From the survey work, we have a clear sense of skills that both faculty and students prioritized – such as contextualization, identifying assumptions and use of evidence and increasing capabilities in working with multiple perspectives, including marking types of disciplinary and cultural viewpoints. These could be mapped out in relation to various materials. But taking this moment to concept map at this stage of the process may change how we facilitate helping students to learn these skills that could support life-long learning habits and intellectual curiosity.
During our editorial conversation, I remembered two points from the qualitative data that align with this trajectory. First, during the focus groups with the two contemporary capstone courses (HUM 414: The Contemporary World and LS 479: Cultivating Global Citizenship), both faculty groups noted the desire to support students in engaging with ambiguity, grey areas, and multiple, seemingly contradictory perspectives with critical, but respectful analytical tools. Second, in the student focus group I held this past spring, students became the most excited about the potential of specifically learning how to ask better questions.
The value of struggle, while not designated directly on a survey, is a subtle component of learning to name. It doesn’t automatically translate into its own concrete learning strategy. This core principle emerged because we decentered our typical habits of thinking about the Humanities Program. In wandering in the big open, ever-changing sky, full of clouds moving around, this value took shape and finally peaked its head out.

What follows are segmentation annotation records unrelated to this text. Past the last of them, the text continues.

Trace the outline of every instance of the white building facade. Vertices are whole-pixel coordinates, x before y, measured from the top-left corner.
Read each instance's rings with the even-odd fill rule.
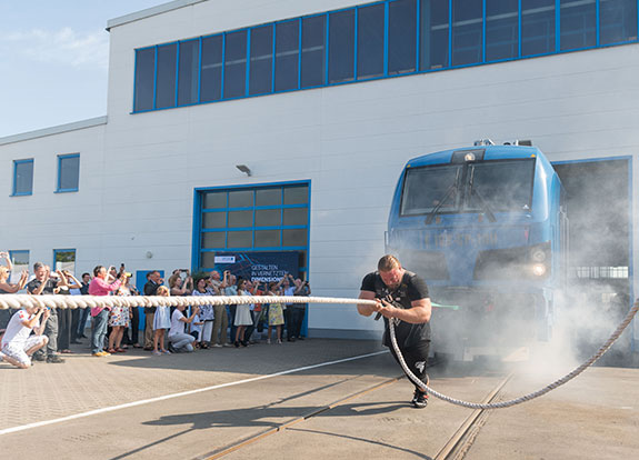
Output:
[[[178,0],[113,19],[107,116],[0,139],[0,249],[166,273],[289,252],[313,294],[357,297],[410,158],[531,139],[559,164],[627,164],[635,297],[637,16],[636,0]],[[316,336],[380,327],[309,310]]]

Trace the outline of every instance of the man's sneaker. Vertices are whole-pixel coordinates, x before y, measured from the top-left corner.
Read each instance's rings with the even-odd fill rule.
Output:
[[[58,354],[51,354],[50,357],[47,358],[47,362],[61,364],[62,362],[64,362],[64,360],[60,358]]]
[[[412,401],[410,401],[410,403],[417,409],[423,409],[428,404],[428,394],[422,393],[419,390],[415,390],[415,394],[412,396]]]

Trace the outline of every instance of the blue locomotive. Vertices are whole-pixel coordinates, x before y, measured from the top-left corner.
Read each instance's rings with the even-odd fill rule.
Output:
[[[422,276],[435,352],[507,356],[551,336],[567,279],[561,181],[530,142],[410,160],[393,196],[387,252]]]

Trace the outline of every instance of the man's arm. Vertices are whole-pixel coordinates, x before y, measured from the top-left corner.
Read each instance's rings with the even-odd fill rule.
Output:
[[[358,299],[362,299],[362,300],[377,300],[375,298],[375,292],[372,291],[359,291],[359,298]],[[370,317],[372,313],[379,311],[379,309],[381,308],[381,304],[378,301],[377,306],[369,306],[369,304],[365,304],[365,303],[358,303],[357,304],[357,311],[359,312],[359,314],[363,316],[363,317]]]
[[[49,273],[47,273],[47,277],[44,278],[44,280],[40,283],[40,286],[36,289],[33,289],[31,292],[29,292],[30,294],[33,296],[40,296],[42,293],[42,291],[44,290],[44,287],[47,286],[47,282],[49,282]]]
[[[11,257],[9,257],[9,252],[0,252],[0,257],[7,262],[7,271],[13,270],[13,263],[11,263]]]
[[[379,312],[385,318],[398,318],[405,322],[410,322],[412,324],[420,324],[430,321],[432,306],[430,304],[429,298],[413,300],[412,302],[410,302],[410,308],[408,309],[393,307],[386,300],[382,300],[381,303],[382,307],[380,308]]]

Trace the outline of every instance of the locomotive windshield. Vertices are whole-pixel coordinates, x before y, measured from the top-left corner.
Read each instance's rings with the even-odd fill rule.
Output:
[[[530,210],[533,177],[533,158],[411,168],[400,214]]]
[[[441,212],[458,208],[457,189],[462,164],[433,166],[409,169],[403,182],[401,216]]]
[[[482,211],[486,206],[496,212],[529,210],[533,173],[533,159],[470,164],[465,210]]]

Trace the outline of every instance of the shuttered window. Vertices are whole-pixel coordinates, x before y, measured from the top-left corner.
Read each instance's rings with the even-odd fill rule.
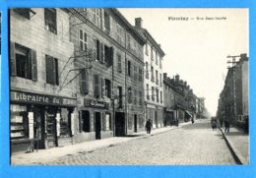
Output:
[[[44,23],[46,30],[57,33],[57,15],[56,15],[56,9],[44,9]]]
[[[95,79],[95,96],[99,97],[100,96],[100,84],[99,84],[99,76],[94,75]]]
[[[58,86],[59,85],[58,59],[46,55],[45,64],[46,64],[46,83]]]
[[[81,72],[80,91],[83,94],[89,93],[89,76],[85,69]]]
[[[10,43],[10,75],[37,81],[36,52],[23,45]]]

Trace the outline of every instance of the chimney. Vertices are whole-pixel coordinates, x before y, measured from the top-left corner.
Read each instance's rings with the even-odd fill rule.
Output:
[[[179,75],[176,75],[176,76],[175,76],[175,82],[176,82],[176,83],[179,83]]]
[[[247,61],[248,60],[248,57],[247,57],[247,54],[246,53],[244,53],[244,54],[241,54],[240,55],[240,61]]]
[[[163,79],[167,78],[167,73],[163,73]]]
[[[135,27],[136,28],[142,28],[142,18],[135,18]]]

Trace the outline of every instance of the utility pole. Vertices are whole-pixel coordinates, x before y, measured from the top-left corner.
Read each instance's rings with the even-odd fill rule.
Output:
[[[240,55],[236,55],[236,56],[230,56],[228,55],[227,58],[231,58],[232,61],[227,61],[227,64],[231,64],[231,67],[227,67],[227,69],[232,68],[232,73],[233,73],[233,111],[234,111],[234,119],[236,121],[236,116],[237,116],[237,112],[236,112],[236,69],[235,66],[237,64],[236,58],[240,57]]]

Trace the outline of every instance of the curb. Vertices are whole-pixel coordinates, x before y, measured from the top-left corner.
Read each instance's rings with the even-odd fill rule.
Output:
[[[237,164],[240,165],[246,165],[248,164],[246,159],[241,155],[241,153],[235,148],[234,145],[232,142],[224,135],[224,131],[222,128],[219,128],[224,136],[224,139],[225,141],[225,144],[227,145],[227,148],[229,148],[234,160],[236,161]]]

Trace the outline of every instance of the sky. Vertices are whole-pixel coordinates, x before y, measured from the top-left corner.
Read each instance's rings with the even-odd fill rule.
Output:
[[[249,56],[248,9],[118,9],[131,25],[141,17],[165,53],[163,72],[186,81],[216,115],[227,55]]]

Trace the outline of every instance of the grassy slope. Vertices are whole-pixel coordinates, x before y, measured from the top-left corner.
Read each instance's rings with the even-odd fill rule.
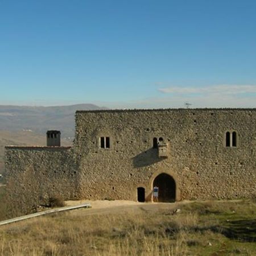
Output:
[[[72,142],[61,139],[63,146],[70,146]],[[0,130],[0,174],[4,172],[5,146],[46,146],[46,135],[30,131],[9,131]]]
[[[142,205],[125,213],[89,214],[89,209],[82,209],[6,226],[0,229],[0,254],[256,255],[253,201],[177,205],[181,212],[174,214],[172,204]]]

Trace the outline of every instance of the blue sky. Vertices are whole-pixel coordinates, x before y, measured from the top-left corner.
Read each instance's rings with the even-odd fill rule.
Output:
[[[256,107],[256,1],[0,1],[0,104]]]

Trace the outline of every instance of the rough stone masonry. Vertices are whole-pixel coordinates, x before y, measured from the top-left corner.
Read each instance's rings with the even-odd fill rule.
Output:
[[[51,197],[162,201],[256,196],[256,109],[77,111],[72,147],[6,147],[7,188]]]

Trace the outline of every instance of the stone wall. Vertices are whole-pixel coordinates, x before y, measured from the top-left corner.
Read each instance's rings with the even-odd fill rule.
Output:
[[[255,109],[166,109],[77,112],[75,153],[81,196],[137,200],[163,172],[176,185],[176,200],[236,199],[256,194]],[[237,147],[225,146],[236,131]],[[100,137],[109,137],[110,148]],[[152,148],[162,137],[168,157]]]
[[[228,131],[237,133],[236,147],[226,147]],[[109,148],[101,137],[109,137]],[[166,143],[167,158],[152,148],[154,138]],[[138,187],[150,200],[162,173],[174,179],[176,200],[255,197],[256,109],[78,111],[72,148],[6,153],[12,200],[28,209],[55,195],[137,200]]]
[[[49,199],[77,196],[77,167],[71,147],[6,147],[8,193],[21,212]]]

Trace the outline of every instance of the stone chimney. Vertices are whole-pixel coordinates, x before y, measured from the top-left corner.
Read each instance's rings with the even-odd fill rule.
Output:
[[[60,147],[60,131],[56,130],[47,131],[46,133],[47,147]]]

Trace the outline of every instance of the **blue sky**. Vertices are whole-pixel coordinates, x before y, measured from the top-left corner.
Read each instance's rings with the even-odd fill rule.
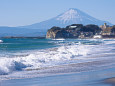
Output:
[[[41,22],[77,8],[115,24],[115,0],[0,0],[0,26]]]

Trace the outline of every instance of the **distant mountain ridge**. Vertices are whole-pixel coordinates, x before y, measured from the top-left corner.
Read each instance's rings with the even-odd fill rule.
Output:
[[[0,37],[3,36],[45,36],[48,29],[53,26],[66,27],[71,24],[96,24],[103,25],[107,23],[112,25],[107,21],[101,21],[96,18],[91,17],[90,15],[78,10],[78,9],[69,9],[66,12],[51,18],[49,20],[35,23],[27,26],[20,27],[0,27]]]
[[[31,29],[40,29],[42,31],[47,31],[53,26],[58,27],[65,27],[71,24],[96,24],[96,25],[103,25],[107,23],[108,25],[112,25],[107,21],[98,20],[78,9],[71,8],[66,12],[43,22],[35,23],[28,26],[22,26],[23,28],[31,28]]]

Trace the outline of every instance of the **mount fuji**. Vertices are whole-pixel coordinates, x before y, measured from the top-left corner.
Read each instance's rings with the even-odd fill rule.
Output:
[[[107,23],[108,25],[112,25],[111,23],[107,21],[102,21],[99,19],[96,19],[78,9],[71,8],[67,10],[66,12],[43,22],[35,23],[28,26],[22,26],[23,28],[30,28],[30,29],[39,29],[40,31],[47,31],[53,26],[58,27],[65,27],[67,25],[71,24],[96,24],[96,25],[103,25],[104,23]]]
[[[43,22],[35,23],[27,26],[20,27],[0,27],[0,37],[4,36],[25,36],[25,37],[36,37],[45,36],[48,29],[53,26],[66,27],[71,24],[96,24],[103,25],[107,23],[112,25],[107,21],[101,21],[92,16],[78,10],[69,9],[66,12]]]

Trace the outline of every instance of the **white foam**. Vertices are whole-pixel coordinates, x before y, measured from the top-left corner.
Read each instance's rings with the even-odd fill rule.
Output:
[[[2,40],[0,40],[0,43],[2,43],[3,41]]]
[[[69,60],[83,59],[89,55],[107,53],[114,47],[106,45],[83,45],[81,43],[63,45],[46,50],[36,50],[20,57],[0,57],[0,74],[8,74],[23,69],[36,69],[41,67],[62,65]],[[26,53],[27,54],[27,53]]]

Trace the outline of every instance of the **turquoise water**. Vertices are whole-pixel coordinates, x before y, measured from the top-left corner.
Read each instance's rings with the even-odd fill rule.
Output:
[[[94,86],[109,86],[97,81],[115,75],[114,39],[0,40],[3,41],[0,43],[0,80],[3,80],[3,86],[18,86],[19,83],[19,86],[92,86],[94,81]],[[87,77],[83,78],[83,75]],[[100,78],[96,77],[98,75]],[[83,81],[79,82],[78,79]]]

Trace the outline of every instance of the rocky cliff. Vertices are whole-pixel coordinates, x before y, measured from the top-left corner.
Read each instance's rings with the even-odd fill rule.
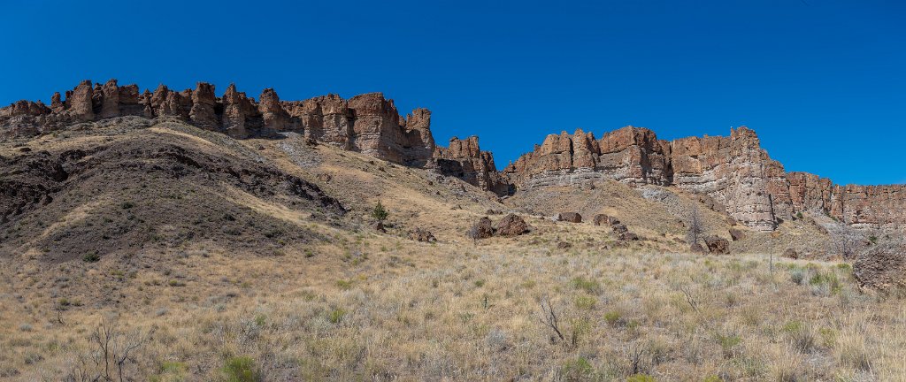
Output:
[[[862,228],[906,227],[906,186],[837,186],[817,176],[786,173],[750,129],[729,137],[666,141],[625,127],[595,139],[577,130],[549,135],[502,170],[517,189],[615,179],[632,186],[676,186],[707,196],[746,225],[771,231],[799,212],[826,214]]]
[[[785,171],[745,127],[729,137],[659,139],[643,128],[625,127],[600,139],[581,129],[549,135],[532,152],[497,172],[493,155],[478,138],[435,145],[431,113],[416,109],[400,115],[392,100],[368,93],[343,100],[329,94],[281,100],[265,89],[258,100],[230,85],[217,97],[198,82],[182,91],[159,86],[140,92],[116,80],[93,86],[82,81],[51,106],[20,100],[0,109],[0,138],[32,136],[82,122],[140,116],[174,118],[236,138],[303,134],[314,141],[359,151],[405,166],[429,168],[507,195],[545,186],[614,179],[631,186],[658,185],[693,192],[754,229],[770,231],[799,212],[825,214],[859,228],[906,229],[906,186],[839,186],[817,176]]]

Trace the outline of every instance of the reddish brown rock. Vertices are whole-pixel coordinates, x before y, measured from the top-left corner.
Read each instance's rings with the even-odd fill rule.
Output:
[[[192,91],[192,108],[188,111],[188,119],[201,129],[216,130],[219,121],[215,112],[217,96],[214,95],[214,85],[198,82]]]
[[[557,214],[557,221],[569,223],[582,223],[582,215],[577,212],[562,212]]]
[[[727,239],[718,236],[706,236],[705,244],[708,244],[708,250],[711,253],[729,254],[730,253],[730,243]]]
[[[424,228],[416,228],[409,232],[409,238],[416,242],[425,242],[433,243],[437,242],[438,239],[434,237],[434,234],[430,231]]]
[[[906,244],[872,245],[853,263],[853,276],[863,288],[883,291],[906,290]]]
[[[491,219],[487,216],[478,219],[478,222],[469,228],[466,233],[467,236],[473,240],[487,239],[494,235],[494,226],[491,225]]]
[[[733,238],[734,242],[742,240],[746,238],[746,233],[737,228],[730,228],[729,230],[730,237]]]
[[[477,137],[465,140],[453,138],[448,147],[436,148],[433,167],[440,174],[458,177],[497,195],[509,192],[509,185],[496,172],[494,157],[481,151]]]

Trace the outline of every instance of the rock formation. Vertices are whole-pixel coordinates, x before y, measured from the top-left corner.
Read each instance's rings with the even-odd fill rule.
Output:
[[[448,147],[435,148],[433,158],[434,168],[443,175],[457,177],[497,195],[509,192],[509,184],[497,173],[493,155],[481,151],[477,137],[466,140],[453,138]]]
[[[236,138],[295,132],[310,141],[456,177],[499,196],[607,178],[685,189],[709,208],[760,231],[771,231],[801,212],[827,215],[856,228],[906,230],[906,185],[843,186],[812,174],[787,173],[745,127],[732,129],[729,137],[673,141],[631,126],[600,139],[582,129],[564,131],[547,136],[498,172],[477,137],[454,138],[448,147],[438,147],[430,111],[416,109],[403,118],[381,93],[287,101],[266,89],[259,100],[232,84],[217,98],[214,86],[205,82],[195,90],[176,91],[161,84],[153,92],[140,92],[137,85],[119,86],[116,80],[93,87],[84,81],[65,98],[54,93],[50,107],[20,100],[0,108],[0,139],[109,118],[172,118]]]
[[[573,186],[595,178],[677,186],[760,231],[772,231],[778,217],[803,211],[827,214],[856,227],[906,228],[906,186],[841,186],[814,175],[786,173],[746,127],[732,129],[729,137],[673,141],[631,126],[599,140],[582,130],[563,132],[547,136],[502,173],[516,189]]]

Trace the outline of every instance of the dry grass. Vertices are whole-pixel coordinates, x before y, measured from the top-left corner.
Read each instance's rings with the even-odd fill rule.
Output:
[[[863,294],[836,263],[775,256],[772,269],[766,254],[677,253],[677,216],[622,185],[501,203],[324,146],[167,129],[318,183],[351,209],[344,225],[231,190],[249,211],[319,239],[266,253],[194,240],[128,263],[5,258],[0,379],[118,380],[111,361],[139,343],[121,362],[129,380],[906,380],[901,300]],[[362,228],[378,200],[389,234]],[[529,234],[466,239],[487,209],[519,205],[617,215],[644,240],[627,247],[607,227],[529,214]],[[708,214],[726,236],[722,216]],[[439,243],[405,239],[412,227]],[[801,234],[786,229],[782,245]],[[774,238],[749,236],[734,248]],[[107,357],[92,339],[101,322],[117,326]]]
[[[199,256],[189,269],[229,286],[155,285],[140,275],[122,290],[155,290],[146,306],[70,307],[65,324],[6,310],[0,372],[61,378],[96,351],[91,334],[111,317],[124,333],[150,333],[126,368],[154,380],[225,379],[224,365],[238,357],[265,380],[904,377],[902,301],[861,294],[834,263],[783,263],[771,272],[754,255],[337,234],[340,251],[318,255],[333,263],[325,268],[304,253]],[[362,260],[345,257],[353,247],[364,248]],[[805,274],[801,285],[795,272]],[[5,306],[22,305],[10,297]],[[539,320],[546,300],[563,339]]]

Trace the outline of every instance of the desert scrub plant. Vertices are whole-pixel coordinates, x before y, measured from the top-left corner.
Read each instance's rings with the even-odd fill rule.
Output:
[[[592,296],[576,296],[573,301],[575,307],[583,310],[591,310],[594,309],[594,305],[598,302],[598,300]]]
[[[226,359],[223,371],[227,382],[258,382],[261,375],[255,369],[255,360],[249,357],[232,357]]]
[[[725,358],[732,358],[737,354],[737,347],[742,343],[742,337],[735,333],[718,333],[715,336]]]
[[[97,251],[91,252],[82,256],[82,261],[85,263],[97,263],[101,261],[101,255],[98,254]]]
[[[584,357],[579,357],[564,363],[560,368],[560,377],[564,381],[592,380],[594,377],[594,368]]]
[[[570,284],[573,285],[573,288],[585,291],[591,294],[601,293],[601,284],[594,280],[587,280],[580,276],[573,278],[573,281],[570,282]]]
[[[337,324],[340,323],[344,317],[346,317],[346,310],[337,308],[331,310],[331,313],[327,316],[327,320],[331,321],[332,324]]]
[[[387,209],[384,208],[384,205],[381,205],[379,200],[378,204],[374,205],[374,209],[371,210],[371,217],[383,222],[384,220],[387,220],[387,217],[389,216],[390,213],[387,212]]]

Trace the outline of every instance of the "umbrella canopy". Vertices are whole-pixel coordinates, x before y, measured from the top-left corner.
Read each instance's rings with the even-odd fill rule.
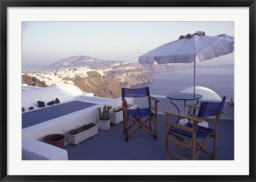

So, now what? It is our task to come down to earth and get more grounded now. We are currently tasked with creating templates for selected materials informed by these conversations, the data from surveys and focus groups, and a list of possible brainstormed learning support strategies. Who knows what we will discover in this next phase, which is likely to be muddy at first, but I am grateful for our time in the sky and could always look up again when we need that perspective.
–Katherine C. Zubko
[1] Hattie, John. The Applicability of Visible Learning to Higher Education. Scholarship of Teaching and Learning in Psychology 1:1 (2015): 79-91.